Trial Registration  ClinicalTrials.gov Identifier: NCT01764633

Metabolic syndrome (MetS) is a constellation of several metabolic and cardiovascular (CV) risk factors that include obesity and visceral adiposity, insulin resistance, glucose intolerance, hypertension, and atherogenic dyslipidemia. Because of the high incidence and increasing prevalence of overweight and obesity in the world, there are currently a large number of patients with MetS worldwide, and these numbers are increasing.^1,2 It is known that patients with MetS are at an increased risk of developing diabetes and major adverse CV events (MACE). The 2018 US multisociety cholesterol guidelines have emphasized the importance of MetS by listing it as one of the risk-enhancing factors for MACE.^3,4 Because of the associated atherogenic dyslipidemia and the increased risk of developing MACE, lipid-lowering therapy with statins is recommended for patients with MetS. Prior studies have shown that intensive lipid-lowering therapy with high-dose statins in patients with MetS and atherosclerotic CV disease (ASCVD) significantly reduced the risk of MACE.⁵ However, despite treatment with high-intensity statins, these patients continue to have residual risk and are at high risk of developing MACE. Also, because these patients have or are at risk of developing diabetes, there is concern that treatment with statins further increases their risk of developing diabetes, either due to the drug itself or by affecting transmembrane cholesterol transport.^6-9

Recently, biologic agents targeting proprotein convertase subtilisin/kexin type 9 (PCSK9), when added to background statin therapy, have been shown to reduce low-density lipoprotein cholesterol (LDL-C) by 50% to 60% as well as reduce CV events.^10-13 In the Further Cardiovascular Outcomes Research With PCSK9 Inhibition in Subjects With Elevated Risk (FOURIER) trial, treatment with evolocumab, a fully human monoclonal antibody targeting PCSK9, reduced the risk of MACE when added to moderate to high doses of statin therapy in patients with clinically evident ASCVD, including in patients with diabetes.^10-13 However, the role of PCSK9 inhibition in reducing risk of MACE in patients with MetS has not been established. Consequently, we evaluated the efficacy and safety of treatment with evolocumab in patients with MetS in the FOURIER trial based on the definition established by the National Cholesterol Education Program Adult Treatment Panel III guidelines¹⁴ and endorsed by several other international scientific associations.¹⁵

The details of the FOURIER trial have been described previously,^10,16 and the study protocol is available in Supplement 1. In brief, patients aged 40 to 85 years with ASCVD and additional CV risk factors (including diabetes, MetS, and others) were enrolled from February 2013 to June 2015. Clinically evident ASCVD was defined as prior myocardial infarction (MI), prior nonhemorrhagic stroke, or symptomatic peripheral arterial disease. A fasting LDL-C level of 70 mg/dL (to convert to millimoles per liter, multiply by 0.0259) or higher or non–high-density lipoprotein cholesterol (HDL-C) of 100 mg/dL or higher while taking a high- or moderate-intensity statin (defined as equivalent to a dose of atorvastatin ≥20 mg daily) was also required for participation. Patients with an estimated glomerular filtration rate (eGFR) less than 20 mL/min/1.73 m² or a history of kidney transplant were excluded. All individuals signed a written informed consent prior to enrollment, and relevant local organizations or a central institutional review board within a country approved the study. The full study population was included in the analyses, except for 222 patients in whom the criteria for MetS were not available.

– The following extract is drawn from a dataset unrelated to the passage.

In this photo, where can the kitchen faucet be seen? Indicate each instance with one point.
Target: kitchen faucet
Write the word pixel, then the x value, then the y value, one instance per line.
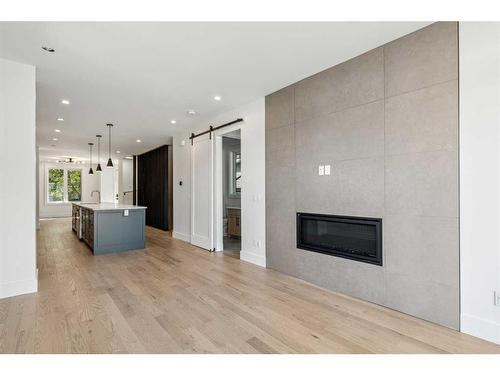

For this prespecified analysis, we identified patients with MetS based on meeting at least 3 of the 5 following criteria¹⁴: (1) waist circumference more than 102 cm for men or more than 88 cm for women; (2) triglyceride levels of 150 mg/dL or higher (to convert to millimoles per liter, multiply by 0.0113); (3) HDL-C less than 40 mg/dL for men or less than 50 mg/dL for women; (4) blood pressure of 130 mm Hg or higher/85 mm Hg or higher; and (5) fasting glucose level of 110 mg/dL or higher (to convert to millimoles per liter, multiply by 0.0555).

Because many patients with MetS also have diabetes and because diabetes itself is known to increase the risk of MACE, we further substratified patients based on the presence or absence of diabetes at baseline.

Patients were randomized 1:1 to receive subcutaneous evolocumab (either 140 mg every 2 weeks or 420 mg monthly, per patient preference) or matching placebo injection (eFigure 1 in Supplement 2). Randomization was performed in a double-blinded manner with the use of a central computerized system, with stratification according to the final screening LDL-C level (<85 or ≥85 mg/dL) and region.¹² Follow-up visits occurred at week 2, 4, 12, and every 12 weeks thereafter, and patients were followed up for a median of 2.2 years (interquartile range [IQR], 1.8-2.5 years). Blood specimens were obtained and sent to a central core laboratory for analysis at week 4, 12, 24, and every 24 weeks thereafter, including for glycated hemoglobin A_1c (National Glycohemoglobin Standardization Program–certified assay) every 24 weeks and fasting (≥9 hours) plasma glucose at weeks 12, 24, and every 24 weeks thereafter. Low-density lipoprotein cholesterol was calculated based on the Friedewald equation, unless the calculated value was less than 40 mg/dL or the measured triglyceride levels were 400 mg/dL, in which case ultracentrifugation was performed.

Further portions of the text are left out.